Eduardo Salazar Gallegos
Había escuchado hablar de ella. Yo mismo la había visto a la distancia, a veces envuelta en la bruma, a veces brillando bajo el sol, siempre de lejos, sin posibilidad de acercarme. "Sólo la puedes apreciar en su real dimensión mirándola de frente", me habían dicho. Un amigo había prometido presentármela algún día. Pero, ¿cuándo? ¿Cómo? Y de pronto la llamada, el domingo pasado.
-¿Qué pasa, Albert?
-Nano, te acuerdas de Ízaro? Hoy es el día. ¿Vienes?
Salté de la cama.
-¡Claro! ¿Dónde nos vemos?
Albert me pidió estar en el puerto de Bermeo a la una de la tarde, puntual. Alex, amigo suyo de Bakio, nos invitaba en su pequeña embarcación, los elegidos éramos cinco. Tenía un par de horas para prepararme. ¡Por fin! Íbamos a Ízaro, la isla que está al frente de Mundaka y cuyas olas tienen la reputación de tener mucha fuerza y mover grandes masas de agua. No conocía a nadie que la haya surfeado para pedirle referencias. Se sabe que aun cuando hay mucho mar la ola de la isla aguanta con buena forma, pero Mundaka y otras playas funcionan con las mismas condiciones. Además está el detalle de que se necesita ir en alguna embarcación.

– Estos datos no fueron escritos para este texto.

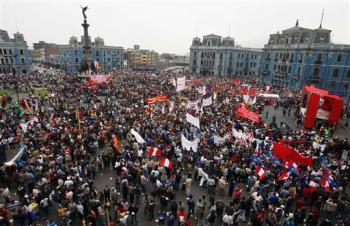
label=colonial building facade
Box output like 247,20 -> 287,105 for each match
127,45 -> 159,67
261,21 -> 350,97
190,34 -> 262,77
0,30 -> 31,74
57,36 -> 124,73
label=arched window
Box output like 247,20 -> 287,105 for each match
337,55 -> 343,62
333,69 -> 339,77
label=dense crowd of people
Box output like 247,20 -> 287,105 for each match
0,70 -> 350,226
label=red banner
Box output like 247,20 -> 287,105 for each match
304,93 -> 320,129
187,79 -> 204,86
232,79 -> 241,85
236,107 -> 261,123
147,96 -> 168,104
272,144 -> 312,166
87,74 -> 112,88
239,87 -> 248,95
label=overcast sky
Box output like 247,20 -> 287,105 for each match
0,0 -> 350,54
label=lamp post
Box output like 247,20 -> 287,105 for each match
12,54 -> 19,103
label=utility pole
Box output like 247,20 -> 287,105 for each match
12,54 -> 19,103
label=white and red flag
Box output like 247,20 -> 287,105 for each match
148,147 -> 162,157
277,172 -> 289,181
255,166 -> 266,180
160,158 -> 173,169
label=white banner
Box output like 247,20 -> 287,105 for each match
258,93 -> 280,98
202,96 -> 213,107
198,86 -> 207,95
176,76 -> 186,92
130,129 -> 146,144
20,117 -> 39,133
243,95 -> 256,105
232,127 -> 248,139
186,113 -> 200,129
214,134 -> 230,144
181,134 -> 198,152
312,142 -> 326,151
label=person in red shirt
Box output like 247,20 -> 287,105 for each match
233,189 -> 242,204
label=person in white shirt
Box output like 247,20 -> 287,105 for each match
222,213 -> 233,225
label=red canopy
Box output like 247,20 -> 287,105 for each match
87,74 -> 112,88
236,107 -> 261,123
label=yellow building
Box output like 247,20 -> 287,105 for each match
127,45 -> 158,67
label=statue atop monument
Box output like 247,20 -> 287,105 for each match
80,6 -> 89,20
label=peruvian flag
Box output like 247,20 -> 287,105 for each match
283,161 -> 299,175
309,180 -> 318,191
50,116 -> 57,128
148,147 -> 162,157
20,98 -> 29,111
255,166 -> 266,180
277,172 -> 289,181
320,175 -> 331,192
160,158 -> 173,169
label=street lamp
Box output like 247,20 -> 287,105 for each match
12,54 -> 19,103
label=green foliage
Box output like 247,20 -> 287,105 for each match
0,89 -> 10,96
34,89 -> 49,98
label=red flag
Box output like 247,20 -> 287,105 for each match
248,89 -> 258,96
20,98 -> 29,111
113,134 -> 119,152
320,171 -> 331,192
1,96 -> 6,108
50,116 -> 57,128
277,172 -> 289,181
236,107 -> 261,123
160,158 -> 173,169
147,96 -> 168,104
239,87 -> 248,95
303,180 -> 318,198
148,147 -> 162,157
255,166 -> 266,180
272,144 -> 312,166
232,79 -> 241,85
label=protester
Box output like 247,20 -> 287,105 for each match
0,70 -> 350,226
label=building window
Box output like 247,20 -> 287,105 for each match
317,54 -> 322,62
337,55 -> 343,62
333,69 -> 339,77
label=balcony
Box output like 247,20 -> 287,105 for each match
273,71 -> 287,77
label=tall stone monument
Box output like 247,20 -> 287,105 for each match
81,6 -> 91,72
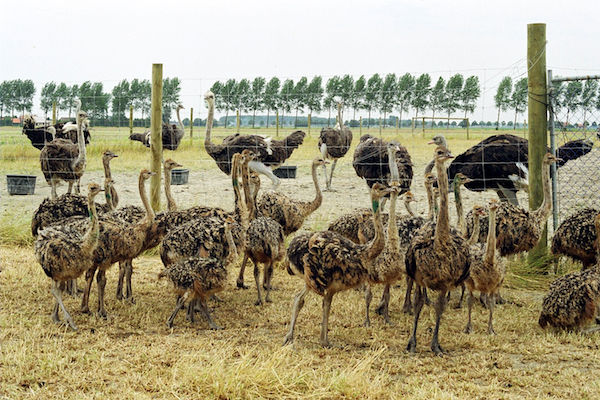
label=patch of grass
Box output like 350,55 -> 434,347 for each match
0,246 -> 600,399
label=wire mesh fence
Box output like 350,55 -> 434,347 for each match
548,72 -> 600,226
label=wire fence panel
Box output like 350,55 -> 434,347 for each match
548,73 -> 600,227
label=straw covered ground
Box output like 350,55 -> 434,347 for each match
0,124 -> 600,399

Me fui al "Acanti" (mi playa favorita) a mirar las condiciones y decidir qué equipo usar. Allí un colega me aconsejó llevar "el troncho más grande que tengas". No había un mar exageradamente grande, así que fui a casa, comí un buen desayuno, preparé el equipo y partí a Bermeo. Ya me esperaban los otros, todo nervios y actividad frenética.
-Las condiciones son ideales, no hay casi viento, está soleado y hay un par de metros, dice Albert, que se embute dos pastillas contra el mareo.
-Estoy que me meo, dijo otro.
Cargamos el bote y partimos. En quince minutos ya estábamos allí, a tiempo para ver cómo entraba una serie de ocho olas de buen tamaño. Nos habíamos cambiado en el trayecto así que saltamos al agua y empezamos a surfear, primero con cautela (ninguno de nosotros había estado allí antes) y luego ya disfrutando de esta ola de gran calidad, que nos recibió con los brazos abiertos y nos regaló una sesión mágica de casi tres horas de surf. Hubo de todo: bajadas en el aire, olas larguísimas, series que nos cayeron encima a todos (imposible hacer el duckdive o pasar por debajo de la ola, había que soltar la tabla y rogar que no se rompiera el invento), caídas estrepitosas, miedo, euforia, en fin.... Al final de la tarde nos subimos al bote y emprendimos la vuelta, primero comentando las olas y luego en silencio, con una gran sonrisa. Todo lo que me habían contado de ella era cierto. Pero nada se compara con la magia de mirarla de frente.